Currently, the state Department of Education mandates that students in the highest grade level at each school take the test online. But the DOE hopes that by 2014, all I-Step testing will be web-based. Monroe County Community School Corporation Director of Secondary Education Janice Bergeson says that change could prove problematic.
Bergeson says she doesn’t know if there are enough computers for every student to take the test online. “We’ll only be concerned if in the future it goes further and we aren’t able to keep up with the technology requirements.” Under the present arrangement, the system is not posing any problems,” said Bergeson. “Right now we are able to keep up with it but we don’t know if well have enough computers if every single student has to take it online.”
Education experts say going to an online-exclusive model could better assess testing trends and even the test itself. Indiana University School of Education professor Curt Bonk says automation, if properly used, can improve education. He says having the test online would also extend its reach and help with remediation.
“Anytime we can automate something in education and make it more widely available for people whether its resources to prepare, or resources to assess, or resources to re-mediate.

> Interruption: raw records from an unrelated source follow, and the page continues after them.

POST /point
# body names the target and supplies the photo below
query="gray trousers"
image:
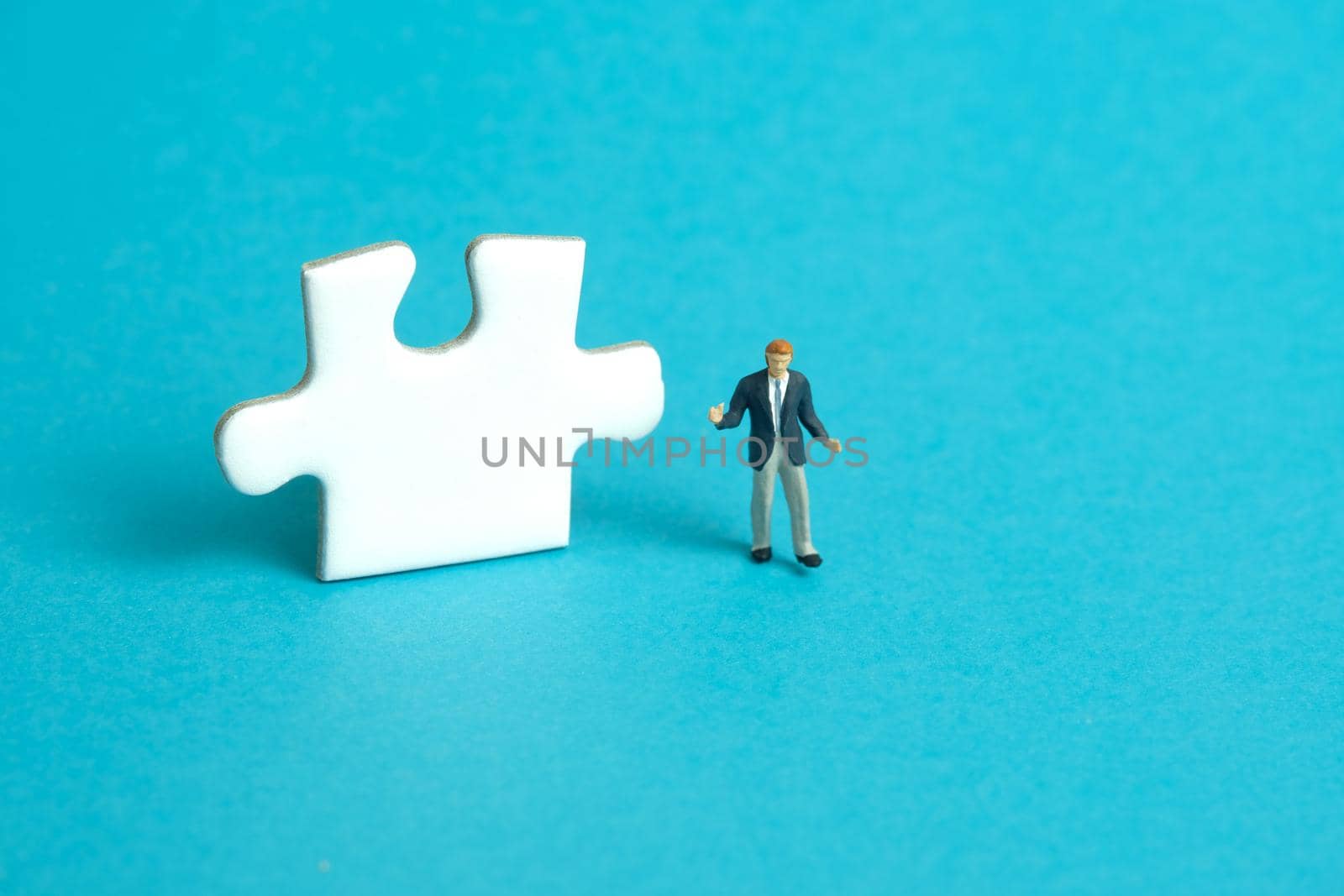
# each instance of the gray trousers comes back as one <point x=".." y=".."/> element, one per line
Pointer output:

If properly used we have a chance to improve education,” said Bonk.
That improvement Bonk says would come after education leaders use the online records to exam trends and apply what useful information they gather to the classroom.
“Again, there’s more ways to highlight trends. If you can highlight the trends that are happening you can find ways to build remedial activities around it for people who haven’t passed,” Bonk said.
The success of the online testing this spring will help DOE officials decide if the 2014 timetable for full online deployment is feasible.